Inspirel banner

Programming Distributed Systems with YAMI4

5.4 Load Balancing And Fail-Over

The general-purpose libraries provide an additional high-level service for load balancing and fail-over.

If the outgoing message target has the following form:

failover:(sometarget|othertarget|...)

where individual targets follow the usual format, then the semantics of message sending is extended and can be fully described as:

For example, if there are two server agents listening on:

tcp://somehost:12345

and:

tcp://otherhost:12345

then the following group can be used:

failover:(tcp://somehost:12345|tcp://otherhost:12345)

When a new outgoing message is created for such a composite target, one of the servers is chosen by random. If the message succeeds, the process is finished and the other server is not contacted. If the sending failed, the other one is tried.

This way the group of targets provides the randomized load-balancing if both services are working properly and automatic fail-over if one of them is down.

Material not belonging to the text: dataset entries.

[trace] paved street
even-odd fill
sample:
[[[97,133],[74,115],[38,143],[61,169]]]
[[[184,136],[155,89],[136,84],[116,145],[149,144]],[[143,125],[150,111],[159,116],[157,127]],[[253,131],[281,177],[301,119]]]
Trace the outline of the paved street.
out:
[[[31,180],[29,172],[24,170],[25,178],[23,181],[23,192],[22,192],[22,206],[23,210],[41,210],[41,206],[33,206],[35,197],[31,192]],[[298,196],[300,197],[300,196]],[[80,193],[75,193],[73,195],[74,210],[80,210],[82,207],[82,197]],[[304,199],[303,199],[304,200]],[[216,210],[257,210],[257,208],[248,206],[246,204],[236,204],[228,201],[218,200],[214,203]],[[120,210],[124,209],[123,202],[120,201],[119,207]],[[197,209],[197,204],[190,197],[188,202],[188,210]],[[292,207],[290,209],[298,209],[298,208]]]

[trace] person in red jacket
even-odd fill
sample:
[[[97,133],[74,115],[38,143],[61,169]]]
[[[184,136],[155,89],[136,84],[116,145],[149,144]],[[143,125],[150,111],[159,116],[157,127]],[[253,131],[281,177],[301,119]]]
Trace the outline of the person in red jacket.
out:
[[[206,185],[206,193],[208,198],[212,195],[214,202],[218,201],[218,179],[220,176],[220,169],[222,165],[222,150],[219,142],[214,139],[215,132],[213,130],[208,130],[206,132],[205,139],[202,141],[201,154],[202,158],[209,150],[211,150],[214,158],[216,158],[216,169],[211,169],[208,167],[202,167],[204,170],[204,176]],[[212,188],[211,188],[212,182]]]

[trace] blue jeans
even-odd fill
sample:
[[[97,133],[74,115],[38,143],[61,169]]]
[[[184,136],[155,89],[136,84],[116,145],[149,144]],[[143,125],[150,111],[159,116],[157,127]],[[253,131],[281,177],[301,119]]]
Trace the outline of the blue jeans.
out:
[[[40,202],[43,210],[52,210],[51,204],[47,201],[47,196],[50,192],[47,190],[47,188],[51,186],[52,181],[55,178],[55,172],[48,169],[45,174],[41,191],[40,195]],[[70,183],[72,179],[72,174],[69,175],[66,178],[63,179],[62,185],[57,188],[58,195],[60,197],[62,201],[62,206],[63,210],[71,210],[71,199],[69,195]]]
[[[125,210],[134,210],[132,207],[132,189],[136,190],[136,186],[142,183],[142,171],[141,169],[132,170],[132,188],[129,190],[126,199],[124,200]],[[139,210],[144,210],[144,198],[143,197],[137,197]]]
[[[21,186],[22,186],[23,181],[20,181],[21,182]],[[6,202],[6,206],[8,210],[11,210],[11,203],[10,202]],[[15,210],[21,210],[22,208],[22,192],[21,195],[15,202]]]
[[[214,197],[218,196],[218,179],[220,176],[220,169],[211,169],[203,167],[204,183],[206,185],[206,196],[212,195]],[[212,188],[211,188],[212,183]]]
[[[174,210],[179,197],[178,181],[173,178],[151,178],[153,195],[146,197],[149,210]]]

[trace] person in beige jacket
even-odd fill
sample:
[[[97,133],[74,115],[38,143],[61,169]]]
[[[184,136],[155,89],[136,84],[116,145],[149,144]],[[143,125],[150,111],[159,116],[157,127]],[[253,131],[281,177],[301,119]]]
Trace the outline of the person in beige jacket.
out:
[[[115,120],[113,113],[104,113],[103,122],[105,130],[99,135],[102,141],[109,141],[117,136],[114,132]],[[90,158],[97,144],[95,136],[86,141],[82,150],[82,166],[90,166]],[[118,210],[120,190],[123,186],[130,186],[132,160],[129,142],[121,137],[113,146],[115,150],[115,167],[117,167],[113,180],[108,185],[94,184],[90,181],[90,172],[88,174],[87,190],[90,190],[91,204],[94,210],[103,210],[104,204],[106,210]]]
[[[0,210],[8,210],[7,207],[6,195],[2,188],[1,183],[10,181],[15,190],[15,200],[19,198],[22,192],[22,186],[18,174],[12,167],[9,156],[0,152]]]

The use of target groups affects the asynchronous nature of messaging - technically, the description of the target group is not part of the outgoing message and therefore the logic described above is implemented in terms of regular messaging and is not its inherent feature. In other words, the user thread that asks for fail-over target has to wait until the success or failure of each attempted message is confirmed. Due to this the fail-over messages are handled synchronously and there are no further background activities related to the given message after the sending operation returned.

An important property of the fail-over service is that the individual targets are processed in sequence. In other words, a single target has to be fully confirmed to be failing before the next target is tried, which means that the messaging delays accumulate as the (randomized) list of targets is processed. The delay for each single target necessarily includes both connection establishing, if it is not already done - this can involve many connection retries with their own delays according to the agent's configuration options - and the transmission of data packets, if it is attempted before actual failure. Taking all these factors into account, there is no particular limit on the total amount of the accumulated delay for the fail-over scenario, so its usage should be limited to those systems, which are not sensitive to or just do not introduce nondeterministic delays. For these reasons, the fail-over functionality is mostly useful in local-area networks, where the delays related to connection management tend to be bounded.

Note:

In the current library version the wait for completion or wait for transmission for every tried target are performed without any timeout.